Why I often test the simpler stuff

Tom Barr

Staff member
Jan 23, 2005
Well, it's the low picked fruit first off:)

But this quote is about Karl Popper and is very much true:

"Karl Popper argues that a preference for simple theories need not appeal to practical or aesthetic considerations. Our preference for simplicity may be justified by his falsifiability criterion: We prefer simpler theories to more complex ones "because their empirical content is greater; and because they are better testable" (Popper 1992). In other words, a simple theory applies to more cases than a more complex one, and is thus more easily falsifiable."
Off Wiki..........

It's like testing a single variable vs 6 interactions, the test will generally tell you a lot about one issue(say like agriculture or Horticulture) or much less about all 6 (like in natural systems Ecology). Folks often use such multivariate stat's and conclusions and try to apply them in a specific case in aquarium aqua culture or horticulture.

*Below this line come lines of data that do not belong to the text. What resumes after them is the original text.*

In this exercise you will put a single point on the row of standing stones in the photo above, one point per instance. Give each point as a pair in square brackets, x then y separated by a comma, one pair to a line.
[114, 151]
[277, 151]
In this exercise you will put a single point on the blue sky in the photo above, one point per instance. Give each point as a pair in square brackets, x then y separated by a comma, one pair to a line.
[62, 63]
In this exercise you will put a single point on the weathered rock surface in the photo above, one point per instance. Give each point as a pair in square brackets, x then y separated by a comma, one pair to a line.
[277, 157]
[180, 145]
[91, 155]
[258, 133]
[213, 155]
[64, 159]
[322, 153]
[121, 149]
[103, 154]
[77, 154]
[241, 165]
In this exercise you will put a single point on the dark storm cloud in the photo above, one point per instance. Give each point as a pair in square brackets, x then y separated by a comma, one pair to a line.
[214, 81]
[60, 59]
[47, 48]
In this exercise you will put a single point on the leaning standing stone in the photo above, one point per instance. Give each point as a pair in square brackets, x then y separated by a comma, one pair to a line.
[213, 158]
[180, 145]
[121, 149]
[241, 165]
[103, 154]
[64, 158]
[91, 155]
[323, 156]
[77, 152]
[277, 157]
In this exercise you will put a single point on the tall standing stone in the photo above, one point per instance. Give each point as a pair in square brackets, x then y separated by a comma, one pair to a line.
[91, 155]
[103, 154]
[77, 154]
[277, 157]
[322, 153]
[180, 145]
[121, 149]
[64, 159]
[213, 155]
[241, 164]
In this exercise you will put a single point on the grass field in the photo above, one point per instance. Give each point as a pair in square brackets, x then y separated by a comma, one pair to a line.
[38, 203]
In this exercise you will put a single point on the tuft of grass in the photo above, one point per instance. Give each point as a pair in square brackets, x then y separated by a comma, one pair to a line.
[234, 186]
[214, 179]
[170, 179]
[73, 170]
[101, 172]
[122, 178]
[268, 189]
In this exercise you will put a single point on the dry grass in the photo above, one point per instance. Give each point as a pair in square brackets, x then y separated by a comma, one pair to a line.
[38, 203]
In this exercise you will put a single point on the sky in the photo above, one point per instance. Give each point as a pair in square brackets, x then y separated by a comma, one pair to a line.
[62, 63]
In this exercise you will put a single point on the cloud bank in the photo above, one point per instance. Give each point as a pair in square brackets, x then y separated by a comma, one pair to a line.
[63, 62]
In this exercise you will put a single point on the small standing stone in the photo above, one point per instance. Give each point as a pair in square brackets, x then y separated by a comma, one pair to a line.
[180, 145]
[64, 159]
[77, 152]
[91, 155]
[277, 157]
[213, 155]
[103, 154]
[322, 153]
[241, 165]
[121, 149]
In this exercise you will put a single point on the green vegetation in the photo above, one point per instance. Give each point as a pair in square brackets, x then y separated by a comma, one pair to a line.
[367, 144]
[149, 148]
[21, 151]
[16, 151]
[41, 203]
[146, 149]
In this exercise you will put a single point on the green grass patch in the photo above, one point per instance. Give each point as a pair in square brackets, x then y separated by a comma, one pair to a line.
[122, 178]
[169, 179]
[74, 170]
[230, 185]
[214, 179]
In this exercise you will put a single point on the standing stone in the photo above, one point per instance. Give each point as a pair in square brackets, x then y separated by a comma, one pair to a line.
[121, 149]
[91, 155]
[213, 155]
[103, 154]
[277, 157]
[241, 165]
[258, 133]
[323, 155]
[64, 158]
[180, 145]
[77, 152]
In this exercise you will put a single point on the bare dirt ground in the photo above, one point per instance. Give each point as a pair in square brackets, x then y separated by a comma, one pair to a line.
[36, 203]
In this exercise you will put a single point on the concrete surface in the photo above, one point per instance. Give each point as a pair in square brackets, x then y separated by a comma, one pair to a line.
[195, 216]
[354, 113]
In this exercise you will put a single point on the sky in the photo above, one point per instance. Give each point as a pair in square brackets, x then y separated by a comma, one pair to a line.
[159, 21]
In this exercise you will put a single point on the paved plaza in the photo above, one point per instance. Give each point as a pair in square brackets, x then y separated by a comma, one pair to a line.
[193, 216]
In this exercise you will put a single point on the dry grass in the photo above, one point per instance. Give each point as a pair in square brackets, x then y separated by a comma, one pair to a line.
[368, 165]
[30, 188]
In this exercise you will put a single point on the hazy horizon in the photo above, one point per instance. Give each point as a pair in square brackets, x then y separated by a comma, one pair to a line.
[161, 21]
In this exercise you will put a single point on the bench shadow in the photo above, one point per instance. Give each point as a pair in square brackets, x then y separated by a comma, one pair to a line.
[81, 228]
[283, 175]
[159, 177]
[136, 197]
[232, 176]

It's also plainly much easier for me to test.

They are not the same and there is a lot more power and easier manipulative test we can do to test such things and falsify them(or accept them cautiously).

But as we consider our systems, while simpler, they are still multivariable.
We have Light, CO2 driving nutrient issues, we have bacterial communities, fish and plant species differences, interactions we cannot predict.
But we go down, one by pone, single parameter at a time and then build on that.

There are a great many things we do not yet know, but rather than just saying that anytime I do not know something, I'm suggesting there's a method to learn about them in a logical manner and build from a foundation.

We can add complexity and interactions later and test those, two or three at time.
You may still get a lot of power out such test also. Example is adding more light and more CO2 together vs not adding CO2 when you add more light. Then adding more light, more/less CO2 and more/less nutrients and vary just one at a time to see the effects.

That's a lot more complex a test than say seeing if high K+ causes stunting in Ammannia gracilus.

That's a very specific easier test to set up and falsify.
Like the above quote suggests, much easier than answering a multivariate one like why does algae grow in my tank?

It does not deal with other aquarist possible other causes and interactions with other variables, only that K+ alone is not the cause.
Same with old PO4 ppm readings and algae.
The trick is being able to set up the falsification test.

Not giving up and falling back on "there's so much Science does not yet know", That's what snake oil sales men say when there's no evidence for support.
Start simple then work your way up from there. So algae is a ways off, but there's a decent foundation already started.